22 Dogs Who Are Just Really Excited To Be Dogs

This dog who can’t even sit still because he’s a dog and his life is amazing and he spends 24 hours a day doing beautiful dog things.

             

22 Dogs Who Are Just Really Excited To Be Dogs

This dog who is even too excited for the other dog.
                  

22 Dogs Who Are Just Really Excited To Be Dogs

Are you laughing yet? If not, please check out the entire list as there is much more happiness to be had from the stories of the other dogs as well. (You won’t be disappointed).

All of this reminds me that music comes to us in many forms. And I don’t really have anything against the legend that is Mr. Beethoven. But the sound of laughter is one of the most contagious forms of joy I’ve come across in my doggie life. While I know there are some things that are off limits in the category of comedy, today I revel in its wondrous affect on our lives. It’s ironically soothing. Refreshing, like the morning dew. And as great American author Mark Twain put it “against the assault of laughter nothing can stand.”

 

More or Less August 12, 2013

I don’t think dogs are wired to understand the people concept that less is more. I’m sure I don’t speak for all of us, but I certainly don’t leave spare kibbles in my bowl. Not a single scrap of people food hits the floor that I don’t scoop up. One toy is just never enough. But I suppose this all makes sense because we live with our whole honest selves. We wear our hearts on our proverbial sleeves. And we love with all our hearts.

2013-06-28 21.17.47I was reminded of this today when I heard a familiar phrase on television. “Amateurs built the ark; experts built the Titanic.” I’m not certain of the origin of this philosophical commentary, but I’m drawn to it for obvious reasons. Not only does it challenge us to try something new, to challenge conventional wisdom, but it aligns with another truth I hold dear about judging a book by its cover.

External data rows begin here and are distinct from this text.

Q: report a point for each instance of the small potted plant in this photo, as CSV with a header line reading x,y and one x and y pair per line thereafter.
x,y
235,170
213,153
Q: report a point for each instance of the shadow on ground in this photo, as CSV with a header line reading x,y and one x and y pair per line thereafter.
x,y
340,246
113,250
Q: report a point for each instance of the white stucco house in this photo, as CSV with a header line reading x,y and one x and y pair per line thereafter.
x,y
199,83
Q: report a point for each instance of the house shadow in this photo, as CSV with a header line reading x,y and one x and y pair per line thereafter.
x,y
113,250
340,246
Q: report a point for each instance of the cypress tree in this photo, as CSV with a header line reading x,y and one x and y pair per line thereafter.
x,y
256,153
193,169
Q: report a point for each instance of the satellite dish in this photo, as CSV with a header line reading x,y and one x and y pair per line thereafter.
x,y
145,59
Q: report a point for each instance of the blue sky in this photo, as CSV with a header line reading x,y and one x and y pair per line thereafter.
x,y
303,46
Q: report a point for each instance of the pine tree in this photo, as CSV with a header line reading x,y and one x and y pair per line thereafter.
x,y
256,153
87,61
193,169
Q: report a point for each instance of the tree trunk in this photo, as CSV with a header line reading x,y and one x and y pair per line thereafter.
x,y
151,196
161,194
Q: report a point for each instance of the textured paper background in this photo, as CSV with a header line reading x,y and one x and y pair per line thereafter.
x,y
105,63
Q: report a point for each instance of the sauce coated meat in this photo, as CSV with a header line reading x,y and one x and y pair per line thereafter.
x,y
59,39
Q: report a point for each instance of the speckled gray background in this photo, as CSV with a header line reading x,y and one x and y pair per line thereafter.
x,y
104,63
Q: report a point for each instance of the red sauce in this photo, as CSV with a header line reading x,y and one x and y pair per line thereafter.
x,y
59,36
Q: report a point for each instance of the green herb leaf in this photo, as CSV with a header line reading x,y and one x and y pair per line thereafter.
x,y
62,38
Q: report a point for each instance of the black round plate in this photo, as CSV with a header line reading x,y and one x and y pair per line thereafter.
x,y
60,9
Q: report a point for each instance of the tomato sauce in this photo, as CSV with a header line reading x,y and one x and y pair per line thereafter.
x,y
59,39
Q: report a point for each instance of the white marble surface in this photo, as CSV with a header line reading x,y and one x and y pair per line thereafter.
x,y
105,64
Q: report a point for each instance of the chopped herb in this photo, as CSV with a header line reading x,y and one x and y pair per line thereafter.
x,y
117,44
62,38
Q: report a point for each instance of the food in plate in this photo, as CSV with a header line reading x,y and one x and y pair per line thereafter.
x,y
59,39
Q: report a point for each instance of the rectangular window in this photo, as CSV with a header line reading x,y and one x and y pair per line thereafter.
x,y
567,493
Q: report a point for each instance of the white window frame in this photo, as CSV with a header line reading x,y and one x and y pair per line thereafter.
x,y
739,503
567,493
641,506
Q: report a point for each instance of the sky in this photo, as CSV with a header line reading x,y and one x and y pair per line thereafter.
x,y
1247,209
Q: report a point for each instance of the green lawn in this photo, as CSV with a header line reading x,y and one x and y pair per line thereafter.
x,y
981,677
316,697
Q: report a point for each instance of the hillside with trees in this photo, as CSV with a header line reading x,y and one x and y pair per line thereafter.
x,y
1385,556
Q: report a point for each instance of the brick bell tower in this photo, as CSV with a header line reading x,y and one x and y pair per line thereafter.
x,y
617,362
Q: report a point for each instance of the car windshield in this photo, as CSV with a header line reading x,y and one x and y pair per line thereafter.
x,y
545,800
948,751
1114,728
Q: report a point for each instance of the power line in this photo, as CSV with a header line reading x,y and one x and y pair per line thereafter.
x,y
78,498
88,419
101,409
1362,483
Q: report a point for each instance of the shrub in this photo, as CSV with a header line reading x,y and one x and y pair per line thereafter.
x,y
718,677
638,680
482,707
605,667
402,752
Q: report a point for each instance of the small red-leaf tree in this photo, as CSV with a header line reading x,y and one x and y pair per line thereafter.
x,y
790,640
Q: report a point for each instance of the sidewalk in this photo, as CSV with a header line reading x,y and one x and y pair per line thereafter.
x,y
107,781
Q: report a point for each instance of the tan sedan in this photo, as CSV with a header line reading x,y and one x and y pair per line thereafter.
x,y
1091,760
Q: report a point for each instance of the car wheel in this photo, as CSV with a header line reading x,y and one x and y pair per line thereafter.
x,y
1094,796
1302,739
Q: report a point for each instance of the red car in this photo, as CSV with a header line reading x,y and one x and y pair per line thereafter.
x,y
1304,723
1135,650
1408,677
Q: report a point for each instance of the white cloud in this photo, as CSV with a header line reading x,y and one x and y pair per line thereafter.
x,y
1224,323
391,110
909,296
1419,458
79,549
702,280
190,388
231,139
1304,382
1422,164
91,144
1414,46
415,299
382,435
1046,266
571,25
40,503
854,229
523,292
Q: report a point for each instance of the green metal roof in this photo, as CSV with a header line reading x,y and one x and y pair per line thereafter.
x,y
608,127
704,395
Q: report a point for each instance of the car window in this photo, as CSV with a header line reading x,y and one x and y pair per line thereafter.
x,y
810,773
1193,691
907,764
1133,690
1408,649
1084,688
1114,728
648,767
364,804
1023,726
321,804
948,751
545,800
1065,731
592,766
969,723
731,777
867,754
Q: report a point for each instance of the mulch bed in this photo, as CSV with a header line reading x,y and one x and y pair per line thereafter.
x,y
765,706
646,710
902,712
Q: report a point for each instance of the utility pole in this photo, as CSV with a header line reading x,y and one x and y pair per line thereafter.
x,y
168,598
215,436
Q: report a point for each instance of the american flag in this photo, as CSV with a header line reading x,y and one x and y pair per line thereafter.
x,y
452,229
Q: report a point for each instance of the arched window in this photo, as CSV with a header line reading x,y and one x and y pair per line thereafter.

Don’t do it. Easy as that.

It is in contradictions such as these that I find myself pondering things on a more philosophical level. In general more is more to me, yet I believe in extracting joy from the simple things in life. I believe in giving that book with a seemingly boring cover a read simply out of principal. I believe in second chances. These are not declarations of someone who doesn’t understand how less can possibly be more.

Maybe that’s the amateur in me. It’s the same part of me that can’t leave any food and prefers the company of all my entire comfort circle of toys rather than a simple representation. But just because I don’t understand something doesn’t mean I push an idea aside. Quite the opposite, in fact, to the point that I want to learn something from everything. I would much rather build something on faith and understanding than on vanity and luxury anyway.

So perhaps I’ve been going about this whole less is more concept the wrong way. It’s not one way or the highway. When we love with our whole selves, down to our core, whether we have more or less of something doesn’t matter.